The man’s ludicrous squeal meant only one thing: The hippies were naked again. Jonas knew that some of them had a naturist bent, and was fine with it in general. But he’d given them his tour schedule for the week, and asked them to either cover up or stay nude in the back of the camp, while subtly reminding them of how he’d gotten the city to grant them use of this land and the sharply minimized law enforcement for certain minor infractions thereupon.

So someone was mad about something, and they’d decided that protest was a more effective means of telling him about it than telling him about it would be. Asses.

Jonas silently cursed them as he checked his mental tally. He kept a spreadsheet of who got which favors that he’d have to consult when he got back to the office, but if he remembered right, it was the hippies’ turn to win one. He whipped the tram around, silently damning the hippies from whom he derived his livelihood for doing so much to stand in the way of him making it.
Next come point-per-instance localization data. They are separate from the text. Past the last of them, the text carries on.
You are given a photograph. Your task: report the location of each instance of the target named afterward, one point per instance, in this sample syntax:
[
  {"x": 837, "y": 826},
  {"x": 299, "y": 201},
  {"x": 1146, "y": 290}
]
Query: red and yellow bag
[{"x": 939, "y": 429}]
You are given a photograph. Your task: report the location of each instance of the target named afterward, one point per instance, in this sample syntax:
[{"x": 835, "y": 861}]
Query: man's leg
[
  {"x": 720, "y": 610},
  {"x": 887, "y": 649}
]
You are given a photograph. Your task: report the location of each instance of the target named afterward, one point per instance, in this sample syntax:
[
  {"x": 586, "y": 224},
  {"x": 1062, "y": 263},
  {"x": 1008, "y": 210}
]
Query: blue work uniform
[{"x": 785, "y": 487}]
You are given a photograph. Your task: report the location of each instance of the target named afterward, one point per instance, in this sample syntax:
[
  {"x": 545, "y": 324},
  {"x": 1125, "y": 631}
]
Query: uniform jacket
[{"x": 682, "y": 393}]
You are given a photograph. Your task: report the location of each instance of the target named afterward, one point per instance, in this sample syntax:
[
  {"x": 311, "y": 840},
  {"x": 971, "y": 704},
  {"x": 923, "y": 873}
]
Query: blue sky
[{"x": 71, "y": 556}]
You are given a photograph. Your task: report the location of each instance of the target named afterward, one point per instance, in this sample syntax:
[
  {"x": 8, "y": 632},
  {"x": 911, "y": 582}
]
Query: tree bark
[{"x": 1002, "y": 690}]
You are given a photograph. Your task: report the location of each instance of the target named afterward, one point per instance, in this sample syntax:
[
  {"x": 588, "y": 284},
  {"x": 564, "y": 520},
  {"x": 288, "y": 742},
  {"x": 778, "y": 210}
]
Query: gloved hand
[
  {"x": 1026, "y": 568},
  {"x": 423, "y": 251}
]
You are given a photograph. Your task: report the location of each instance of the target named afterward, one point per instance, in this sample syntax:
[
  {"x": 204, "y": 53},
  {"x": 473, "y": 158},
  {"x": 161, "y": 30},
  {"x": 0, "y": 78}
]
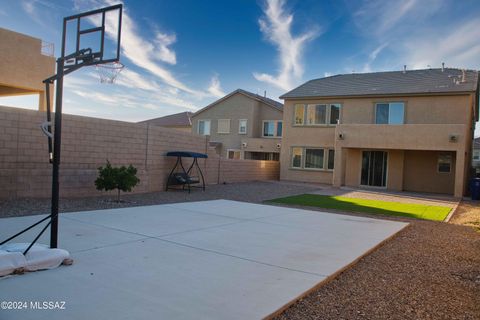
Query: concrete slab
[{"x": 186, "y": 261}]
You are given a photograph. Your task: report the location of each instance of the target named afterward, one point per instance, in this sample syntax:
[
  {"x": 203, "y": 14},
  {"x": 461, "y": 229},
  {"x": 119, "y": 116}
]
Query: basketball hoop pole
[{"x": 82, "y": 57}]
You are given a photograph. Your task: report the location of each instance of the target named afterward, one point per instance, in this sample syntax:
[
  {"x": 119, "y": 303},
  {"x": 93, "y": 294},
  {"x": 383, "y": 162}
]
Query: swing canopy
[{"x": 186, "y": 154}]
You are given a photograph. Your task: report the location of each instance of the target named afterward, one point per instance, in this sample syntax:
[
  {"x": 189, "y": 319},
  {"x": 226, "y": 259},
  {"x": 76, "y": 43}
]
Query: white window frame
[
  {"x": 209, "y": 126},
  {"x": 275, "y": 128},
  {"x": 218, "y": 126},
  {"x": 240, "y": 126},
  {"x": 304, "y": 155},
  {"x": 234, "y": 150},
  {"x": 450, "y": 162},
  {"x": 328, "y": 114},
  {"x": 476, "y": 153},
  {"x": 390, "y": 102}
]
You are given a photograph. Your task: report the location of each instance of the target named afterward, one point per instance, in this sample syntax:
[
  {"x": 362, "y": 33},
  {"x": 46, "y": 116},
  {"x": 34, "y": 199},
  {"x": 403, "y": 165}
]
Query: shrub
[{"x": 119, "y": 178}]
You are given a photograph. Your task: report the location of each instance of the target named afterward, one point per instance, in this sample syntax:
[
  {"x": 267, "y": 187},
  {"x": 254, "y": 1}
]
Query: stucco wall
[
  {"x": 22, "y": 66},
  {"x": 236, "y": 107},
  {"x": 88, "y": 142},
  {"x": 429, "y": 122},
  {"x": 420, "y": 173}
]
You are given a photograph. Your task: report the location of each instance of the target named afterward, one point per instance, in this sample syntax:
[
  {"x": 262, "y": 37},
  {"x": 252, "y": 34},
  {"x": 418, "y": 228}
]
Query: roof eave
[{"x": 448, "y": 93}]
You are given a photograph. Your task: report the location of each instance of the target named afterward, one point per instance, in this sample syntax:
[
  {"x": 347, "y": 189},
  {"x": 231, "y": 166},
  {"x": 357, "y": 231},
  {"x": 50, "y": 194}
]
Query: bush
[{"x": 122, "y": 178}]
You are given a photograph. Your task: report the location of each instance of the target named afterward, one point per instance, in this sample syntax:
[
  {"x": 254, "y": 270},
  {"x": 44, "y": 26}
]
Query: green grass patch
[{"x": 410, "y": 210}]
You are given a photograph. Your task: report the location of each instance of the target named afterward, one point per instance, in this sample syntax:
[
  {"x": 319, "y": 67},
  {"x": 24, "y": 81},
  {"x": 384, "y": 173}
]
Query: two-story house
[
  {"x": 242, "y": 125},
  {"x": 405, "y": 130}
]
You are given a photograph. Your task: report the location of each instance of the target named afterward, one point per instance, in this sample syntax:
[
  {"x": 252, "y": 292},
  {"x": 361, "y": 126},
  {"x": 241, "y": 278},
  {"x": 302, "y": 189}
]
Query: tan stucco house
[
  {"x": 179, "y": 121},
  {"x": 242, "y": 125},
  {"x": 24, "y": 63},
  {"x": 405, "y": 130},
  {"x": 476, "y": 156}
]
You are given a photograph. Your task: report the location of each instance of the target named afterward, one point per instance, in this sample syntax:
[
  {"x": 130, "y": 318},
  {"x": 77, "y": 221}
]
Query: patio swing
[{"x": 181, "y": 177}]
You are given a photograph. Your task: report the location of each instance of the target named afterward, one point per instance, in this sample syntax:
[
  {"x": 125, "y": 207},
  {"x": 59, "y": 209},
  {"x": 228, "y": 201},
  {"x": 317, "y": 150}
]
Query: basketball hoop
[{"x": 108, "y": 72}]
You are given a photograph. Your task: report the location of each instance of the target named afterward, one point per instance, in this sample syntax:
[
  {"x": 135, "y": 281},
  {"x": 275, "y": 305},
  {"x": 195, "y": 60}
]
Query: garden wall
[{"x": 88, "y": 142}]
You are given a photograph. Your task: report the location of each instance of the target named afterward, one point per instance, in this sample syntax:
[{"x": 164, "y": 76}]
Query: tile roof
[
  {"x": 387, "y": 83},
  {"x": 181, "y": 119}
]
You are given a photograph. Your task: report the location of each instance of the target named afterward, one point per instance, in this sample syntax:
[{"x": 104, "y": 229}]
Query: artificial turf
[{"x": 410, "y": 210}]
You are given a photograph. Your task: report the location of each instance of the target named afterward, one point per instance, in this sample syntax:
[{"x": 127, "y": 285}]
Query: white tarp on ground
[{"x": 39, "y": 257}]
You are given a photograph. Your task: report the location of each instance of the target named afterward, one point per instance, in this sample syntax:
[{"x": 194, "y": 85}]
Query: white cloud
[
  {"x": 215, "y": 88},
  {"x": 456, "y": 45},
  {"x": 144, "y": 53},
  {"x": 373, "y": 56},
  {"x": 276, "y": 26}
]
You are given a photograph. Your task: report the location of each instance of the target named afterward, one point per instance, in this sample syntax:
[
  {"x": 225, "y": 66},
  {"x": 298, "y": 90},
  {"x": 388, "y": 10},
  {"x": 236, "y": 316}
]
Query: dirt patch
[
  {"x": 430, "y": 270},
  {"x": 467, "y": 214}
]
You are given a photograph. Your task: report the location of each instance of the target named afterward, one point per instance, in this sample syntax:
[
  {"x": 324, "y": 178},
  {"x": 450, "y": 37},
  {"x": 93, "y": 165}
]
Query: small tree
[{"x": 111, "y": 178}]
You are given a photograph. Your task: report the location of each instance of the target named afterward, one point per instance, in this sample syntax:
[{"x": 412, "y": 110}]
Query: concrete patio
[{"x": 198, "y": 260}]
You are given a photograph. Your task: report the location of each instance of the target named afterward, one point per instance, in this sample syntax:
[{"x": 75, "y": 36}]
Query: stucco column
[
  {"x": 42, "y": 102},
  {"x": 339, "y": 167},
  {"x": 459, "y": 173}
]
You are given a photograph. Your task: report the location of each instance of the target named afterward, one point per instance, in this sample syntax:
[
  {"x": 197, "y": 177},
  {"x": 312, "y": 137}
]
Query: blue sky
[{"x": 182, "y": 55}]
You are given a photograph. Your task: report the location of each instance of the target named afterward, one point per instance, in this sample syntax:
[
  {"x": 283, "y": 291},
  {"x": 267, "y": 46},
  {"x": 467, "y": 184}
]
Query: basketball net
[{"x": 108, "y": 72}]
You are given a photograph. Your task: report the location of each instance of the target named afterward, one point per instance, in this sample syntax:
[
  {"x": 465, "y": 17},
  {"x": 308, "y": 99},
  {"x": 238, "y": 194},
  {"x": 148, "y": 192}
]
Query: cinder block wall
[{"x": 88, "y": 142}]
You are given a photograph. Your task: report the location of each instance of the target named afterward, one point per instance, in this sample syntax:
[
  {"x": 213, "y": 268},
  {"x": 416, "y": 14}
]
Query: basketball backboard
[{"x": 92, "y": 37}]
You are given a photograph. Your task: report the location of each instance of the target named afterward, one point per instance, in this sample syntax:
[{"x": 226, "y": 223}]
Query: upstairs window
[
  {"x": 242, "y": 126},
  {"x": 389, "y": 113},
  {"x": 316, "y": 114},
  {"x": 272, "y": 128},
  {"x": 204, "y": 127},
  {"x": 223, "y": 126},
  {"x": 299, "y": 114}
]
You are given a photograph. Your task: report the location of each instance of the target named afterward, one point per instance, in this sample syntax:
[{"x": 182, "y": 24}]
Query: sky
[{"x": 182, "y": 55}]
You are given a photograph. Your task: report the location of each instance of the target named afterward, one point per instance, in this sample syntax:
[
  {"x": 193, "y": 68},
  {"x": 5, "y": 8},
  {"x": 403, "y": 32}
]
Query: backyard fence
[{"x": 88, "y": 142}]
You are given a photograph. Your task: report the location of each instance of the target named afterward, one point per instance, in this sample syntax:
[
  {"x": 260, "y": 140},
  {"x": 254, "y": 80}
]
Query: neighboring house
[
  {"x": 406, "y": 130},
  {"x": 25, "y": 62},
  {"x": 242, "y": 125},
  {"x": 178, "y": 121},
  {"x": 476, "y": 155}
]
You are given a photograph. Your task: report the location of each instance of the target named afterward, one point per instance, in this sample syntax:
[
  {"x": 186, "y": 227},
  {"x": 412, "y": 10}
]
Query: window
[
  {"x": 314, "y": 158},
  {"x": 444, "y": 164},
  {"x": 297, "y": 157},
  {"x": 272, "y": 128},
  {"x": 316, "y": 114},
  {"x": 234, "y": 154},
  {"x": 331, "y": 159},
  {"x": 334, "y": 113},
  {"x": 389, "y": 113},
  {"x": 242, "y": 126},
  {"x": 476, "y": 155},
  {"x": 223, "y": 126},
  {"x": 299, "y": 114},
  {"x": 268, "y": 128},
  {"x": 204, "y": 127},
  {"x": 279, "y": 128}
]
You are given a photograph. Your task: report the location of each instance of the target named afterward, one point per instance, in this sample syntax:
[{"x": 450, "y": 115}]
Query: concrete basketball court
[{"x": 198, "y": 260}]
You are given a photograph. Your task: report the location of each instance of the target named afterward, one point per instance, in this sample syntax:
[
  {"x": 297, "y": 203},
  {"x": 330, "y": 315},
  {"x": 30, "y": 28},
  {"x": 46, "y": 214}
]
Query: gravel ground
[
  {"x": 467, "y": 214},
  {"x": 250, "y": 192},
  {"x": 430, "y": 270}
]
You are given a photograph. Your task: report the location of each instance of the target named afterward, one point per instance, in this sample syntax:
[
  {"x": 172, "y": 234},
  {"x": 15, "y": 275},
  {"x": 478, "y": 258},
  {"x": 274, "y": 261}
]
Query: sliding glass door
[{"x": 374, "y": 168}]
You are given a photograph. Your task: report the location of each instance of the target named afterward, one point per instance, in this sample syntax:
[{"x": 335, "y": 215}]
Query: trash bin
[{"x": 475, "y": 188}]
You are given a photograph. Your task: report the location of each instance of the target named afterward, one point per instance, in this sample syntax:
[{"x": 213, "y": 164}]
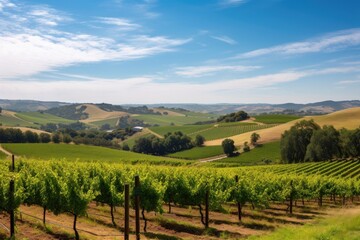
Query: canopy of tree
[
  {"x": 233, "y": 117},
  {"x": 171, "y": 143},
  {"x": 306, "y": 141}
]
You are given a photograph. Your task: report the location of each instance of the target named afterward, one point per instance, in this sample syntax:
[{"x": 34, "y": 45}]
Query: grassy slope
[
  {"x": 275, "y": 118},
  {"x": 84, "y": 153},
  {"x": 198, "y": 153},
  {"x": 345, "y": 225},
  {"x": 177, "y": 120},
  {"x": 348, "y": 118},
  {"x": 2, "y": 155},
  {"x": 42, "y": 118},
  {"x": 255, "y": 156},
  {"x": 7, "y": 120},
  {"x": 112, "y": 122}
]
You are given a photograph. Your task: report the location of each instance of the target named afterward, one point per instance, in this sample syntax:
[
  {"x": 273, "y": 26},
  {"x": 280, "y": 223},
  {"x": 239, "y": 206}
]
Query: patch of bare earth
[{"x": 181, "y": 223}]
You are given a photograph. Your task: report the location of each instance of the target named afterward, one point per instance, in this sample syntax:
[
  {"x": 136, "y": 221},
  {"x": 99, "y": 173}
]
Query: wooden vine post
[
  {"x": 127, "y": 217},
  {"x": 238, "y": 204},
  {"x": 137, "y": 207},
  {"x": 207, "y": 209},
  {"x": 11, "y": 201}
]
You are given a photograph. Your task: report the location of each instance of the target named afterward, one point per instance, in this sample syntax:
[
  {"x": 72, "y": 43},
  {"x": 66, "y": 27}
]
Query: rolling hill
[{"x": 348, "y": 118}]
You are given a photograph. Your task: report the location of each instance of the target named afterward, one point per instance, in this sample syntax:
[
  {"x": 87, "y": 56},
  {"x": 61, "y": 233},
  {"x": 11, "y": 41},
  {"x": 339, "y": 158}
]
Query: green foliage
[
  {"x": 199, "y": 152},
  {"x": 199, "y": 140},
  {"x": 275, "y": 118},
  {"x": 234, "y": 117},
  {"x": 173, "y": 142},
  {"x": 72, "y": 153},
  {"x": 294, "y": 142},
  {"x": 41, "y": 118},
  {"x": 45, "y": 137},
  {"x": 254, "y": 138},
  {"x": 228, "y": 146},
  {"x": 324, "y": 144}
]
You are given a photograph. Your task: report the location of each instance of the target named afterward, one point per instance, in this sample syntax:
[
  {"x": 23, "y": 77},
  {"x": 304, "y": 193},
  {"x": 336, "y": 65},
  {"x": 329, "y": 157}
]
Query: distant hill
[
  {"x": 221, "y": 108},
  {"x": 348, "y": 118},
  {"x": 28, "y": 105},
  {"x": 259, "y": 108}
]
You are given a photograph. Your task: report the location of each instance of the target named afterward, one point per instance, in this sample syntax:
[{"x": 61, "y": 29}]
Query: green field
[
  {"x": 198, "y": 153},
  {"x": 164, "y": 120},
  {"x": 270, "y": 151},
  {"x": 85, "y": 153},
  {"x": 275, "y": 118},
  {"x": 2, "y": 155},
  {"x": 14, "y": 122},
  {"x": 344, "y": 225},
  {"x": 42, "y": 118},
  {"x": 112, "y": 122},
  {"x": 131, "y": 140},
  {"x": 212, "y": 131}
]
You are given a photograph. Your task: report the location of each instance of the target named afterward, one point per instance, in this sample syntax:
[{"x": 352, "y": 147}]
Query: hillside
[{"x": 348, "y": 118}]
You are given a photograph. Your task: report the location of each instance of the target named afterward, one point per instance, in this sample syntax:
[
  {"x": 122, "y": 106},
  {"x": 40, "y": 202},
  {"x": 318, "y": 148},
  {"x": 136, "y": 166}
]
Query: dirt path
[{"x": 5, "y": 151}]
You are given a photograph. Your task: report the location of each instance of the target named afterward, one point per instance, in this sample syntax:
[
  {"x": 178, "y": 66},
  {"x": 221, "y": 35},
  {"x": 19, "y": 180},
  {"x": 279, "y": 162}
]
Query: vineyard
[{"x": 73, "y": 188}]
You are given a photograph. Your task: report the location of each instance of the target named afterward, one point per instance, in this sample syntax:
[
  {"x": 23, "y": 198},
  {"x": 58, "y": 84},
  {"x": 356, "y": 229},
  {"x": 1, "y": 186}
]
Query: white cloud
[
  {"x": 32, "y": 44},
  {"x": 329, "y": 42},
  {"x": 146, "y": 89},
  {"x": 199, "y": 71},
  {"x": 123, "y": 24},
  {"x": 225, "y": 39},
  {"x": 6, "y": 4}
]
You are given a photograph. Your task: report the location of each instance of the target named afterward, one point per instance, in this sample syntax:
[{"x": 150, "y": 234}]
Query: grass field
[
  {"x": 42, "y": 118},
  {"x": 275, "y": 118},
  {"x": 270, "y": 151},
  {"x": 211, "y": 131},
  {"x": 85, "y": 153},
  {"x": 7, "y": 120},
  {"x": 112, "y": 122},
  {"x": 198, "y": 153},
  {"x": 2, "y": 155},
  {"x": 345, "y": 224},
  {"x": 176, "y": 120}
]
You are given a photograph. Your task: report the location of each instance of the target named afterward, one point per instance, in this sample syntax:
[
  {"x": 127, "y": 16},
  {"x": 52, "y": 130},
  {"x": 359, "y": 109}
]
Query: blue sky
[{"x": 153, "y": 51}]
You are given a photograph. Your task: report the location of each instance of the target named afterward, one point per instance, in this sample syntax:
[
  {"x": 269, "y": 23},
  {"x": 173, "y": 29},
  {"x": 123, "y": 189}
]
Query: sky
[{"x": 153, "y": 51}]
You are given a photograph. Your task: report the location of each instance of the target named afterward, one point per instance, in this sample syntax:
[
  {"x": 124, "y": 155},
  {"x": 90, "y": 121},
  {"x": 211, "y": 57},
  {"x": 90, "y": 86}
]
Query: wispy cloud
[
  {"x": 347, "y": 82},
  {"x": 199, "y": 71},
  {"x": 329, "y": 42},
  {"x": 28, "y": 48},
  {"x": 78, "y": 88},
  {"x": 231, "y": 3},
  {"x": 6, "y": 4},
  {"x": 123, "y": 24},
  {"x": 225, "y": 39},
  {"x": 47, "y": 16}
]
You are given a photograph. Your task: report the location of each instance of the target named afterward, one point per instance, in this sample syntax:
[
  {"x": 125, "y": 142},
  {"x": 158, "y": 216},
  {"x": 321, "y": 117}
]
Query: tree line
[{"x": 306, "y": 141}]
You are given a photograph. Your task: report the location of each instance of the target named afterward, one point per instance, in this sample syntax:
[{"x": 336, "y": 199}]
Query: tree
[
  {"x": 294, "y": 142},
  {"x": 324, "y": 144},
  {"x": 246, "y": 147},
  {"x": 254, "y": 138},
  {"x": 199, "y": 140},
  {"x": 56, "y": 138},
  {"x": 45, "y": 137},
  {"x": 228, "y": 147},
  {"x": 31, "y": 137},
  {"x": 67, "y": 138},
  {"x": 126, "y": 147},
  {"x": 350, "y": 142}
]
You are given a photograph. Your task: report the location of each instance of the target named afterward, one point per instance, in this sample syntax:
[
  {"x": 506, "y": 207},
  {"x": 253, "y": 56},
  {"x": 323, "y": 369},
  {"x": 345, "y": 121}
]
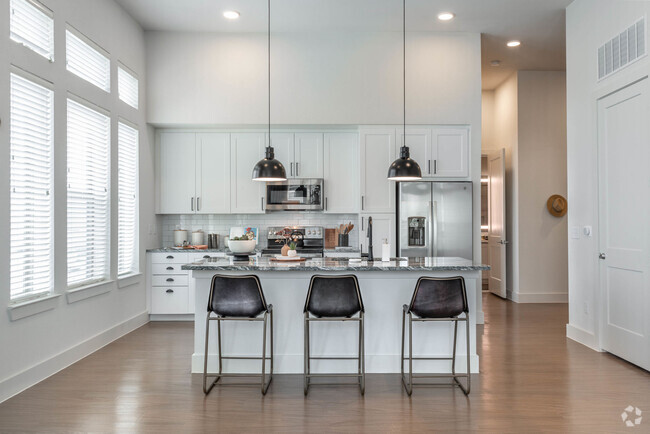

“Sorry folks, it looks like the hippies are in a private mood today,” he spoke calmly into his microphone, but he knew that the tourists would have none of it.

“I saw hooters,” Iowa Birdwatcher Man said. “I’ve never seen anything so horrifying in my life.”

This set his cohorts off. Over the general din Jonas could hear words like “immorality” and “unsuitable for children,” being bandied about. There wasn’t even the usual perverted old guy turning around desperate for a peep.

“I do apologize for that, folks. As you know, hippies are fantastically independent and free-spirited, so we cannot control incidents like that.” Jonas checked his mirror to see about twenty pairs of eyes looking back at him with Biblical rage. He decided that gift shop sales would be unlikely and might lead to arson, so he decided to protect what revenue he could.

Jonas turned back to his microphone and whispered: “No refunds.”